The Authority Doctrine

AI may automate execution.

Legal accountability cannot be automated.

As autonomous systems expand into operational, financial, and safety-sensitive domains, authority and liability must remain anchored to legally accountable human institutions.

This doctrine establishes the constitutional baseline for delegated autonomy.

Execution may be automated.

Authority remains institutional.

Why This Matters

Autonomous systems amplify speed, scale, and consequence.

When authority is delegated without defined structural boundaries, risk concentrates silently.

Authority must scale proportionally to risk and consequence.

Low-impact automation may operate within bounded envelopes.

Life-critical or irreversible harm domains require non-detachable human institutional authority.

Core Principles

1. Authority Precedes Execution

No autonomous system should execute actions without formally defined delegation boundaries.

Authority must be explicitly assigned before capability is deployed.

2. Delegation Scales With Consequence

Delegation is not binary.

Authority must scale proportionally to risk and consequence.

Low-impact automation may operate within bounded envelopes.

Life-critical or irreversible harm domains require non-detachable human institutional authority.

3. Accountability Must Be Identifiable

Every delegated authority must map to a legally responsible entity.

Liability cannot be abstracted into runtime logic.

Governance ensures accountability remains traceable, enforceable, and revocable.

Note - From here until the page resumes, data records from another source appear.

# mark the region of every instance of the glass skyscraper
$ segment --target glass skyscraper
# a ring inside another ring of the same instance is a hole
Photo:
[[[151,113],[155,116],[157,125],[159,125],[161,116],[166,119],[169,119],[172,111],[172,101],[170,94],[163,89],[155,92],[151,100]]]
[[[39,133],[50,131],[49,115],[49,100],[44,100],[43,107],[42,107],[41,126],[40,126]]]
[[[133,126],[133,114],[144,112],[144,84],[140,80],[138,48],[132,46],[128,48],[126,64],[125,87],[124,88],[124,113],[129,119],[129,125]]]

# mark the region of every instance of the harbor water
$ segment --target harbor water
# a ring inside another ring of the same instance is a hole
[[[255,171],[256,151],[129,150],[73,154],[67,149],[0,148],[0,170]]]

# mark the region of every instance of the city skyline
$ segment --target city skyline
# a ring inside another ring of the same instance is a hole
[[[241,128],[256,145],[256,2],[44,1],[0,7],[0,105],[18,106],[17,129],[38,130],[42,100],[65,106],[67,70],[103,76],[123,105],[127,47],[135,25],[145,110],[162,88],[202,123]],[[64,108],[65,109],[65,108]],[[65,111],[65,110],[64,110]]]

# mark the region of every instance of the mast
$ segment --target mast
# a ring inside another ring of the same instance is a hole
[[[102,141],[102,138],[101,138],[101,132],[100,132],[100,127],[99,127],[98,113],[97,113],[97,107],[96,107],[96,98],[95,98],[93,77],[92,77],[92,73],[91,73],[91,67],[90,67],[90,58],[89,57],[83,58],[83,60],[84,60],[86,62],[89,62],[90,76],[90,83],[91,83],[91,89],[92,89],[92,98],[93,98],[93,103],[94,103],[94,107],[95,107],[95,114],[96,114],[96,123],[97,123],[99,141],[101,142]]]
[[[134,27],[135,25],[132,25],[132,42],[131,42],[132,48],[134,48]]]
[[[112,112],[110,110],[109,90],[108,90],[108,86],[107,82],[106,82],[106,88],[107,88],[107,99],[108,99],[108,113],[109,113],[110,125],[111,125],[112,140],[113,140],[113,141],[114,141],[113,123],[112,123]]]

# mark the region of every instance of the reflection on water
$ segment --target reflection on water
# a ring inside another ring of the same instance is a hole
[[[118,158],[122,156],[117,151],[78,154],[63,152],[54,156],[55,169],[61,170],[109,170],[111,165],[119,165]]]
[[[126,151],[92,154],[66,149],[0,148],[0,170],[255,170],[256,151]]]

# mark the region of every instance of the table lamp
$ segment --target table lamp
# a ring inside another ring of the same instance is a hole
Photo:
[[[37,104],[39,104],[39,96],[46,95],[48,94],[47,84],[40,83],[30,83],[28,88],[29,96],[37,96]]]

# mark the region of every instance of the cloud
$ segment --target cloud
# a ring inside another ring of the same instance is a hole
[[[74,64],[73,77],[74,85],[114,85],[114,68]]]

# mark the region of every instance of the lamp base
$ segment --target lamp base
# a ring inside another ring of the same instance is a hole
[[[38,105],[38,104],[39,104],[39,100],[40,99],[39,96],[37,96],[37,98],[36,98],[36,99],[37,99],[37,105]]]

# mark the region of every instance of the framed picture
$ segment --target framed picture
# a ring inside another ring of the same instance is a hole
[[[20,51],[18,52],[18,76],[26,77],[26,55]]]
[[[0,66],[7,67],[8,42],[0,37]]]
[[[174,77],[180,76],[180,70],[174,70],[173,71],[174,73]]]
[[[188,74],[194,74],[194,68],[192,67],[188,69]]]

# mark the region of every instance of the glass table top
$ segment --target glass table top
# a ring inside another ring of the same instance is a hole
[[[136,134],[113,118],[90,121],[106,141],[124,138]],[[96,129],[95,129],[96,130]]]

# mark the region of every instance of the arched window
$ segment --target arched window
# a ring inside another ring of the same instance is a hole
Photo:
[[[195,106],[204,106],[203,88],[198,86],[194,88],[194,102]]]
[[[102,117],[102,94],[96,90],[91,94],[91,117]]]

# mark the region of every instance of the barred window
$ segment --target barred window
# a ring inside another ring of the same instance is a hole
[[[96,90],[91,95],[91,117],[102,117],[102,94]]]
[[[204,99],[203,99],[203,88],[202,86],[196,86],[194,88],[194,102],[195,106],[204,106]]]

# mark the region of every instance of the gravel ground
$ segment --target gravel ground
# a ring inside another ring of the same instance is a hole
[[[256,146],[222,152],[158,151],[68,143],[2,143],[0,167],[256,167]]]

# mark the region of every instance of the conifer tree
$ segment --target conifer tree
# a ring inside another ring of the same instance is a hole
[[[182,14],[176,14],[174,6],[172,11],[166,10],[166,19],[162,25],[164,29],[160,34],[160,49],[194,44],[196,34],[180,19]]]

Embedded Governance Architecture

Authority architecture must be reflected across the system lifecycle:

  • Model design assumptions
  • Platform and runtime controls
  • Deployment approval gates
  • Supervisory and revocation mechanisms

Governance is not documentation.

It is structural architecture.

Institutional Responsibility

Under current legal frameworks, liability and accountability remain anchored to identifiable human and corporate entities.

Autonomous systems do not assume fiduciary duty.

Authority cannot detach from accountable institutions.

This doctrine provides the constitutional foundation for the ASRGM governance architecture.